Mr. Chen is a 68-year-old Chinese American male with a new diagnosis of Major Depressive Disorder and neuropathic pain. His provider is considering starting him on amitriptyline. Due to a family history of medication sensitivity, a PGx panel was ordered. You have just received the report.

Sample PGx Lab Report (Abbreviated)
Gene Genotype Predicted Phenotype Lab Interpretation Summary
CYP2D6 *10/*10 Intermediate Metabolizer Significantly reduced metabolism of CYP2D6 substrates. Increased risk of side effects from drugs like TCAs and some SSRIs. Reduced analgesic effect from codeine/tramadol.
CYP2C19 *1/*2 Intermediate Metabolizer Reduced metabolism of CYP2C19 substrates. Increased exposure to drugs like citalopram and PPIs. Reduced activation of clopidogrel.
CYP2C9 *1/*1 Normal Metabolizer Normal metabolism of CYP2C9 substrates such as warfarin and phenytoin.
DPYD *1/*1 Normal Metabolizer Normal DPD enzyme activity. Standard risk for toxicity with 5-FU/capecitabine.

Your Pharmacist Interpretation Workflow: A Step-by-Step Tutorial

The Clinical Question: Is amitriptyline a safe and effective choice for Mr. Chen?
  1. Step 1: Identify Relevant Genes.

    My first step is to determine which genes on this report are relevant to amitriptyline. I don’t rely on memory. I go to PharmGKB.org and search for “amitriptyline.” I look at the pathway diagram and the top-level clinical annotations. PharmGKB confirms that amitriptyline is metabolized to its active metabolite, nortriptyline, primarily by CYP2C19. Both the parent drug and the active metabolite are then cleared from the body primarily by CYP2D6. Therefore, both genes are highly relevant.

  2. Step 2: Verify the Phenotype Interpretation.

    The lab report calls a `CYP2D6 *10/*10` genotype an “Intermediate Metabolizer.” Is this correct? I go to cpicpgx.org, navigate to the “Genes” tab, and click on “CYP2D6.” I open the “Allele Definition” table. I confirm that `*10` is classified as a “Decreased Function” allele with an activity score of 0.5. I then open the “Diplotype-to-Phenotype” table. For a diplotype with a total activity score of 1.0 (0.5 + 0.5), CPIC assigns the phenotype of “Intermediate Metabolizer.” The lab report is consistent with the CPIC definition. I repeat this process for `CYP2C19 *1/*2` and confirm its IM status as well.

  3. Step 3: Consult the CPIC Guideline for an Actionable Recommendation.

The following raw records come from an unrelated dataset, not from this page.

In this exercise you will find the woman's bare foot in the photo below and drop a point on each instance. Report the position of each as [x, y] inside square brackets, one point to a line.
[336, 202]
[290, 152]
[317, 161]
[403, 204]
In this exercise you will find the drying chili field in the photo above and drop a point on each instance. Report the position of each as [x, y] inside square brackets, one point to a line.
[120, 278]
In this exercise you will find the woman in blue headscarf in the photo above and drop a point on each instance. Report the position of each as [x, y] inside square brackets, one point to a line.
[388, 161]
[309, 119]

    Now that I have the verified phenotypes, I consult the CPIC guideline for Tricyclic Antidepressants. I find the Dosing Recommendations table. I look for the row corresponding to a “CYP2D6 Intermediate Metabolizer” and/or “CYP2C19 Intermediate Metabolizer.”

    The guideline states for a CYP2D6 IM: “Consider a 25% reduction of the recommended starting dose… monitor for response and side effects.” It gives a similar recommendation for a CYP2C19 IM regarding tertiary amines like amitriptyline. Since Mr. Chen has reduced function in both key metabolic pathways, he is at a substantially elevated risk of accumulation and toxicity.

  4. Step 4: Synthesize and Deliver the Recommendation.

    I am now ready to contact the provider with a confident, multi-layered, evidence-based recommendation.

    Your Script for the Provider

    “Hi Dr. Evans, this is the pharmacist calling about Mr. Chen’s PGx results. We received the report, and it provides a clear reason for his family history of medication sensitivity and helps us optimize his new therapy.

    “The results show he is both a CYP2D6 and a CYP2C19 Intermediate Metabolizer. Amitriptyline is heavily metabolized by both of these enzymes. The CPIC guidelines recommend a dose reduction for reduced function in either pathway; because Mr. Chen has reduced function in both, he is at a very high risk of accumulating the drug and experiencing severe anticholinergic side effects, especially given his age.

    “Therefore, I recommend we avoid amitriptyline as a first-line agent. A much safer choice would be an agent that is not a primary substrate of either enzyme, such as desvenlafaxine or vortioxetine. This would give us the best chance of achieving an effective dose without causing problematic toxicity. Would you like me to put in an order for desvenlafaxine to start?”